Maunulan Sanomat is a different type of local newspaper. It is published by a support association of the newspaper. This kind of arrangement grants it quite an independent status. Maunulan Sanomat is put together by voluntary efforts except for the graphic designer, and it is even supported financially by the publishers when necessary. Maunulan Sanomat comes out four times a year and is distributed to three boroughs.
Oulunkyläinen has yet another operating system: it is published by Oulunkylä-Seura (a residents’ association) and has an editor-in-chief and a graphic designer as paid staff. Oulunkyläinen is distributed to 11 boroughs and comes out six times a year.
Clearly there are several options to produce a local newspaper. Depending on the goals and scope of the publication, almost any arrangement seems possible. However, all editors-in-chief agree that the more often the newspaper is published the better. It is desirable for the advertisers and it gives better possibilities regarding the editorial content too.
Lone wolfs or team spirit?
Being an editor-in-chief is a position of responsibility, no matter what size or significance the publication has. There are legal responsibilities, but there are also ethical responsibilities and requirements for the goals of the publication. Because editor-in-chief is the person taking on her/his shoulders both the successes and the failures of the publication, she/he often also takes the full control of the reins of the production. This possibility is also one major factor in attracting editors to non-profit magazines. There is a lot of freedom. But there are also other ways to tackle editorship for the more team spirited.
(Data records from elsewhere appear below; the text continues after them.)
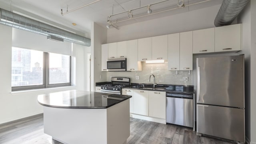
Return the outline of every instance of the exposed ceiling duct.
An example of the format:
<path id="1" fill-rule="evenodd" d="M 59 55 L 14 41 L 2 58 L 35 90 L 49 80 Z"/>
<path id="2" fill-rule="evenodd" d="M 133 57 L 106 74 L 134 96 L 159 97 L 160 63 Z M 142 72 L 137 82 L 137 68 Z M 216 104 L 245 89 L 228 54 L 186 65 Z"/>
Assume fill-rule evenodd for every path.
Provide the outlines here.
<path id="1" fill-rule="evenodd" d="M 224 0 L 214 20 L 216 26 L 230 24 L 250 0 Z"/>
<path id="2" fill-rule="evenodd" d="M 2 8 L 0 8 L 0 24 L 47 36 L 53 36 L 87 46 L 91 46 L 90 38 Z"/>

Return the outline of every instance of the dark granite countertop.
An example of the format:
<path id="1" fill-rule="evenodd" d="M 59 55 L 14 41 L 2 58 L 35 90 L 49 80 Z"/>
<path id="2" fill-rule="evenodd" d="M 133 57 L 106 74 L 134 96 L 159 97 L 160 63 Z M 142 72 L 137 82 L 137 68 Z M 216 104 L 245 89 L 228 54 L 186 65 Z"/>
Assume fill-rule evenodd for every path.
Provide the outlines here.
<path id="1" fill-rule="evenodd" d="M 132 83 L 132 86 L 123 88 L 137 89 L 145 90 L 154 90 L 166 92 L 176 93 L 194 94 L 194 93 L 193 86 L 177 85 L 170 84 L 157 84 L 155 87 L 164 88 L 164 89 L 150 90 L 143 89 L 143 87 L 152 87 L 153 84 Z"/>
<path id="2" fill-rule="evenodd" d="M 71 90 L 40 95 L 38 101 L 41 105 L 53 108 L 102 109 L 131 97 L 130 96 Z"/>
Maunulan Sanomat has a truly communal production process to put together each issue. The newspaper holds several editorial meetings open to all residents in the area. The meetings are held at Maunulan Mediapaja, a space designated for open residents’ activities. There is a group of interested contributors, who write and photograph for the newspaper and design it together with the editor-in-chief.
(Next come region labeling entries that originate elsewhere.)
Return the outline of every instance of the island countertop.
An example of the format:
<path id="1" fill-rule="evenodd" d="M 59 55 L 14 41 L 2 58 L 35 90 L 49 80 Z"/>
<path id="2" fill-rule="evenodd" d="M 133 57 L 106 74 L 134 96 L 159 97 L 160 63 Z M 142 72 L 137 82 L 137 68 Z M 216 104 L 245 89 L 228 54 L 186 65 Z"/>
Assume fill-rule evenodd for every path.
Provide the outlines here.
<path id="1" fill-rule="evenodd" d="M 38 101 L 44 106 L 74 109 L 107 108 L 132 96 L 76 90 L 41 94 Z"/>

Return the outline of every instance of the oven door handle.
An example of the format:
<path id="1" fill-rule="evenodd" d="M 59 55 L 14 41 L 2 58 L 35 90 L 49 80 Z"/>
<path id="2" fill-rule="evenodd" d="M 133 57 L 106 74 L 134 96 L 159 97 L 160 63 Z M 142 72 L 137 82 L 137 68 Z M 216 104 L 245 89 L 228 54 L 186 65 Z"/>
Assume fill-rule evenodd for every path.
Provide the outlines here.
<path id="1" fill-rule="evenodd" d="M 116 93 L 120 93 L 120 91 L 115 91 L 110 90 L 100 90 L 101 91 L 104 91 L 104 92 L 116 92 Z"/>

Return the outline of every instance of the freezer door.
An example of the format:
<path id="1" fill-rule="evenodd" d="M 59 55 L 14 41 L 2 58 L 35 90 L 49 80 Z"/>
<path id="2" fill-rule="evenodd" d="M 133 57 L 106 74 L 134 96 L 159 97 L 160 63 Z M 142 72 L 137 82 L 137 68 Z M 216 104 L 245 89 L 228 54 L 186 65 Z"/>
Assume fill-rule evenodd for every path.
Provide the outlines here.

Käpylä-lehti and Oulunkyläinen have a more editor-centered system. At Käpylä-lehti, editor-in-chief does the whole newspaper pretty much single handed, even making the first design for the layout. At Oulunkyläinen, the editor makes the decisions on the contents, but there is one editorial meeting before every issue to gather ideas and distribute writing responsibilities. The meetings are an important way to keep contributors motivated. The Oulunkyläinen editor also works in close contact with the Oulunkylä-Seura board.
Pay it forward
There are many different ways to make a non-profit publication. What works for one association, probably wouldn’t work for another, not directly at least. But good practices can always be adapted from those, who have created them. If you have found a good way to deal with challenges of non-profit publications, please tell about it! These publications have an important role in the community; they give a voice to residents and increase the sense of community.
The more the local newspapers are read and valued among the readers, the more advertisers they are bound to attract. And readers are interested in well made, relevant content. If we work together to improve our publications, it will pay off to all of us in the end.
It was very interesting to talk with the colleagues in the local media scene. Hopefully our discussion continues!